Мать не меньше самой Марины переживала крах семейной жизни старшей дочери. Вот, думала, у нее жизнь налажена, хороший муж, сын растет… Что же, теперь все сначала начинать?!
Но и убиваться, конечно, не стоит. Кто только не разводится! К примеру, одни друзья Меньшовых-старших почти тридцать лет вместе прожили, а теперь у обоих другие семьи…
Мать думала, ворошила мысленно случившееся так и эдак, а сама споро накрывала на стол.
— Собираем большой хурал[1], — шутливо провозгласил отец.
— Не до шуток, Алеша! — одернула его мать.
— Но и без похоронных речей, пожалуйста, — умоляюще сложила руки Вика, — а то начнете причитать: одной жить нынче трудно, ребенок без отца, несчастная Мариночка…
— А что, легко? — не сдавалась мать.
— Тогда давайте своим семейным хуралом лишим ее материнских прав и передадим их мне. Будьте уверены, Юрку воспитаю современным человеком. Он себя в обиду кому попадя не даст.
— Своего роди и воспитывай на здоровье! — подключился и отец.
Марина в их диспуте не участвовала. За те десять дней, которые она спала или лежала без сна и, как казалось, без мыслей, подсознание, похоже, продолжало свою работу. Не то чтобы она враз забыла и Михаила, и семью, а как-то в один момент приняла решение и сразу почувствовала себя легче. Наверное, не уйди Михаил сам, так и жила бы с ним всю оставшуюся жизнь, не задумываясь, что можно устроить ее совсем по-другому.
Снятый ею рабский ошейник еще долго будет о себе напоминать. Шея станет казаться голой и незащищенной, но если уже сейчас не больно, то месяц-другой спустя…
— Что же Маринке-то делать, скажи, раз ты такая умная, — подтолкнула мать свою шуструю младшую.
— На море ехать! — выпалила Вика.
Мать с отцом поначалу изумленно переглянулись, а потом словно в раздумье оба поочередно кивнули: мол, а почему бы нет?
Наконец и Марина сообразила, что семья все решает за нее. Считают, будто она так глубоко увязла в своем горе, что уже ничего не соображает?
— На море? — удивилась она.
— Конечно. А для чего ты тогда отпуск брала?
— С сыном побыть.
— Знакомая песня: схватишь в охапку ребенка и будешь день и ночь над ним рыдать, ах, бедная сиротка!

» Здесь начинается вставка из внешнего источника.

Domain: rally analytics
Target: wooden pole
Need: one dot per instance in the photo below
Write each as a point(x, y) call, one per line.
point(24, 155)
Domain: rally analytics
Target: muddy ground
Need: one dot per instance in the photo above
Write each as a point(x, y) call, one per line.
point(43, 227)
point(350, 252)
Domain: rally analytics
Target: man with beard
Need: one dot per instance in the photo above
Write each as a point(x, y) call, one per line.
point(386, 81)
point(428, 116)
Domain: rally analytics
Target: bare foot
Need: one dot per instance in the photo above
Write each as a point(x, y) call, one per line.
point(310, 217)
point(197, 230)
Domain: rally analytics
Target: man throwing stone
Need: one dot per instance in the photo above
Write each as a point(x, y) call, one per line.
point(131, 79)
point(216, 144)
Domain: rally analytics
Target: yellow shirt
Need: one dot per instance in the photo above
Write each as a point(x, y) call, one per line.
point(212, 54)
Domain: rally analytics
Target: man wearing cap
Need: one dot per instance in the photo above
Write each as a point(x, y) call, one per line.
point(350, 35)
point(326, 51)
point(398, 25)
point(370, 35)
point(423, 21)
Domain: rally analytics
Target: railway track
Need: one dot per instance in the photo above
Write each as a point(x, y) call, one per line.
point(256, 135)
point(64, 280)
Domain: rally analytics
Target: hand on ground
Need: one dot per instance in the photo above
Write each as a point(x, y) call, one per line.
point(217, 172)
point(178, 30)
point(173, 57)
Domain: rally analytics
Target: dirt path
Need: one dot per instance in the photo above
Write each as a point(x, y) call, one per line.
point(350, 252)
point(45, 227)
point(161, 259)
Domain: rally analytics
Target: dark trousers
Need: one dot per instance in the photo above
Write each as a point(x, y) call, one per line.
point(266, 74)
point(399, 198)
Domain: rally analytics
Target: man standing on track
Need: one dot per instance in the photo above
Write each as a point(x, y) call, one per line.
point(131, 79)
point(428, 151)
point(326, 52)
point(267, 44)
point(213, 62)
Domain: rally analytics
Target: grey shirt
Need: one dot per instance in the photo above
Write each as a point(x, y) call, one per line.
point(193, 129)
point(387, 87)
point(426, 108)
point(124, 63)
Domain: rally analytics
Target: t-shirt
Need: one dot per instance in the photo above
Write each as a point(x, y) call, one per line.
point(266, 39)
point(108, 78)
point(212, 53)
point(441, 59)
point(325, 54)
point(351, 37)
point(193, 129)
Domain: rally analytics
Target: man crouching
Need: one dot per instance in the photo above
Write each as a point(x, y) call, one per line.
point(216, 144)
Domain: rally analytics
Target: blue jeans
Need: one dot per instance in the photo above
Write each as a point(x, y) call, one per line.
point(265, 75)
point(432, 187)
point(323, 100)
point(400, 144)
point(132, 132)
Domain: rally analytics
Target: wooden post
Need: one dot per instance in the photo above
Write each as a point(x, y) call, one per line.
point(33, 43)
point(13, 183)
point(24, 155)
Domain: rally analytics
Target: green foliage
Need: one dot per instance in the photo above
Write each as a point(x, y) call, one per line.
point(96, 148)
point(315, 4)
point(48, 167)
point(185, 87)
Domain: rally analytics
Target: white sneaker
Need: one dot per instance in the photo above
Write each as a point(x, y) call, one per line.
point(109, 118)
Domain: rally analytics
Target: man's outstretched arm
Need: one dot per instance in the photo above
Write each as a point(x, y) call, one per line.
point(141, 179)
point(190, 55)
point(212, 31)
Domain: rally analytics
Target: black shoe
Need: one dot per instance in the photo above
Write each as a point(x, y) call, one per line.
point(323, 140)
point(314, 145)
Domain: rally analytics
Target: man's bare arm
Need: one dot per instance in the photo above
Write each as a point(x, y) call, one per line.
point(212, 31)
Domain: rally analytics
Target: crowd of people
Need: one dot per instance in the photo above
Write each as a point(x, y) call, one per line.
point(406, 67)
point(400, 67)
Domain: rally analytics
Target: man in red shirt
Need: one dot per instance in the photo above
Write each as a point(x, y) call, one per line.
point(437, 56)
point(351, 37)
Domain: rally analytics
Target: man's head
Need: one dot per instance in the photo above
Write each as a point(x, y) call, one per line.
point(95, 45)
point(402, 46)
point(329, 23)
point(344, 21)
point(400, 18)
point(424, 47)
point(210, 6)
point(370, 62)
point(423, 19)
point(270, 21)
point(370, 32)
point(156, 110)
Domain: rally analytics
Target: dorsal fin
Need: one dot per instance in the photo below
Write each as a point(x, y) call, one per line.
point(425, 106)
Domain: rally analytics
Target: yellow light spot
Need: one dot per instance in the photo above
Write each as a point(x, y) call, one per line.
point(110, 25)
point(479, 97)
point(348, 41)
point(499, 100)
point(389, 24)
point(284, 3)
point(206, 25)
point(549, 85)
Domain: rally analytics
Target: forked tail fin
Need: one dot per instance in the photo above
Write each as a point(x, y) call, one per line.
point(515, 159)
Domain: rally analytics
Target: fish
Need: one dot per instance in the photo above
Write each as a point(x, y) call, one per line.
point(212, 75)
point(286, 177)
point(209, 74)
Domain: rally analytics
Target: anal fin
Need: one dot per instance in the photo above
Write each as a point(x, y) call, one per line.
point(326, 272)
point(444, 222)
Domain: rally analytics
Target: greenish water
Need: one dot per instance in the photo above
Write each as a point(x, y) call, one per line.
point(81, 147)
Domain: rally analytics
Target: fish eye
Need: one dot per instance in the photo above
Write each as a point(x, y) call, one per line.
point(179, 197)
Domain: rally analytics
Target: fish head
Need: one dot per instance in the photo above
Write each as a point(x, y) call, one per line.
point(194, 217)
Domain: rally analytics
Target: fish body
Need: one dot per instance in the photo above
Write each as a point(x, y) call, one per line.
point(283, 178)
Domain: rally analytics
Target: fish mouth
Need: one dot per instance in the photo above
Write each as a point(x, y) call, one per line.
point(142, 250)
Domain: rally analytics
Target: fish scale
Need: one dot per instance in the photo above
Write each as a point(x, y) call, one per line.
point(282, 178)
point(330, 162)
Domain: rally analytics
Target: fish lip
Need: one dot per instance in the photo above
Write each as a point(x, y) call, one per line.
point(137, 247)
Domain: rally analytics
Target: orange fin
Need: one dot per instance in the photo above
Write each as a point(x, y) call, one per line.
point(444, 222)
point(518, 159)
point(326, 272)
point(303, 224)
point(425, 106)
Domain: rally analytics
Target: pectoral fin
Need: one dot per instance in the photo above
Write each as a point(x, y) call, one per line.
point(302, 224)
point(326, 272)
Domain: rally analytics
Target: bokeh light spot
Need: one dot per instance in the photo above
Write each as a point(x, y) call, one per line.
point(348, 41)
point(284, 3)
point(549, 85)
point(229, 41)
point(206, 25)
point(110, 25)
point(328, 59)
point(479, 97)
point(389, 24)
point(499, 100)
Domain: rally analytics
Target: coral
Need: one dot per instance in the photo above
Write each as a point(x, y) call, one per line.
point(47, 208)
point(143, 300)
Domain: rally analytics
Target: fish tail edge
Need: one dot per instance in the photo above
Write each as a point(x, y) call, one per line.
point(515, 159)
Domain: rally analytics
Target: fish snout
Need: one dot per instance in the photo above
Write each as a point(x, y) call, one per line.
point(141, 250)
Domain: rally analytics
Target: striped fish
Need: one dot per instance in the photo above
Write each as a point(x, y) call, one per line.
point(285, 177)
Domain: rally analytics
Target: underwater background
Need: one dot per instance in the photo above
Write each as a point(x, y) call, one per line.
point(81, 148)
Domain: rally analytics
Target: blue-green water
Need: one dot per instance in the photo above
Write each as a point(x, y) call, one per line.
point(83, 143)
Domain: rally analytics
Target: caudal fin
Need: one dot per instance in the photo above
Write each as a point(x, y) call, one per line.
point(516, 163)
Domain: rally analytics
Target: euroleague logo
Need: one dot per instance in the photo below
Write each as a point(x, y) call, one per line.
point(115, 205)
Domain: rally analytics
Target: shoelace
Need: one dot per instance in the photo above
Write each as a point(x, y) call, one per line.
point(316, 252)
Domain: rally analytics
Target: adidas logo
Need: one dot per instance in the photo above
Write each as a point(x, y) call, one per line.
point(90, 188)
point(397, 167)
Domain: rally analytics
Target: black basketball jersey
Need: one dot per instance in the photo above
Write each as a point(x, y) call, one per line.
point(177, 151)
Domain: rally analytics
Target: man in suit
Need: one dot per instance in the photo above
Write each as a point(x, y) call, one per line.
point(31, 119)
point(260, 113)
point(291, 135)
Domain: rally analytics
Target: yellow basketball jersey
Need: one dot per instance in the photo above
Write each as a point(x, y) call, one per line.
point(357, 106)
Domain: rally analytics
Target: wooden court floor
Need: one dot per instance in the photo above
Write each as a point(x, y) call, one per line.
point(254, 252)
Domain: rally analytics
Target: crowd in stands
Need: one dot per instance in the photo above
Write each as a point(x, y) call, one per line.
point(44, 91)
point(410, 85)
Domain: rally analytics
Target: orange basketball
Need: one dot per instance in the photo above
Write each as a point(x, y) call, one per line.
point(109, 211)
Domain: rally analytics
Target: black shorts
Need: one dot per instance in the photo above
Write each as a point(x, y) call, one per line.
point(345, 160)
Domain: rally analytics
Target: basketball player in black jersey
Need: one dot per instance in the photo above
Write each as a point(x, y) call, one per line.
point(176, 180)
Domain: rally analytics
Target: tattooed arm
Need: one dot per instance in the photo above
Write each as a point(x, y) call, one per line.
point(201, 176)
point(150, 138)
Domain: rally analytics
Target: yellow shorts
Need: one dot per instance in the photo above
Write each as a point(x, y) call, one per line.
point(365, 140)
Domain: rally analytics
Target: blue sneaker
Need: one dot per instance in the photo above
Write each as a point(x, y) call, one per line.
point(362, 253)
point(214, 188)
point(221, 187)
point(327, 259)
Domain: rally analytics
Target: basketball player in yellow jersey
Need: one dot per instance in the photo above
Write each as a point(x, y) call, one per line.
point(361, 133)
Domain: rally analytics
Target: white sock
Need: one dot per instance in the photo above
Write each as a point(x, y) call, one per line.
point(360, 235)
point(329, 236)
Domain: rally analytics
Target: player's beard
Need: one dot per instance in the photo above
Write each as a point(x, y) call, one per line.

— В самом деле, Марина, — заговорил отец, — можно подумать, что ты сына год не видела. Ты всегда заботилась о нем, была внимательной матерью. В конце концов, не на чужих людей оставляешь, на деда с бабкой. Будем ездить на дачу по выходным. Днем то Вика, то мать за мальчишкой присмотрят — не пропадет. Вон вы росли, мы с матерью работали, няньки не было. Ничего, вырастили, а возле твоего сына трое взрослых останутся.
— Да не хочу я ехать на ваше море!
— Положим, море пока не совсем наше, — засмеялся отец, — но отдохнуть тебе надо. Мы с матерью тысчонку-другую тебе подкинем, что-то на работе получишь…
— Это папа только говорит — тысчонку, а на самом деле он понимает, что для нормального отдыха нужно гораздо больше, — встряла Вика. — А я за твоей квартирой присмотрю.
— Еще чего, — не согласилась мать, — тебе только позволь…
— Ладно, я уже давно совершеннолетняя. Пьяных оргий обещаю не устраивать… Лучше скажи, Маринка, в чем ты на море ехать собираешься?
Марина вообще-то еще и не собиралась, но сестра всегда умела ее так с ходу втянуть в разговор и в немедленное осуществление своих идей, что о возражениях и забывалось.
— Как это в чем? У меня куча летних платьев. А купальник, еще мамой купленный, гэдээровский, до сих пор цел…
Что поделаешь, нельзя в одночасье отказаться от многолетних привычек.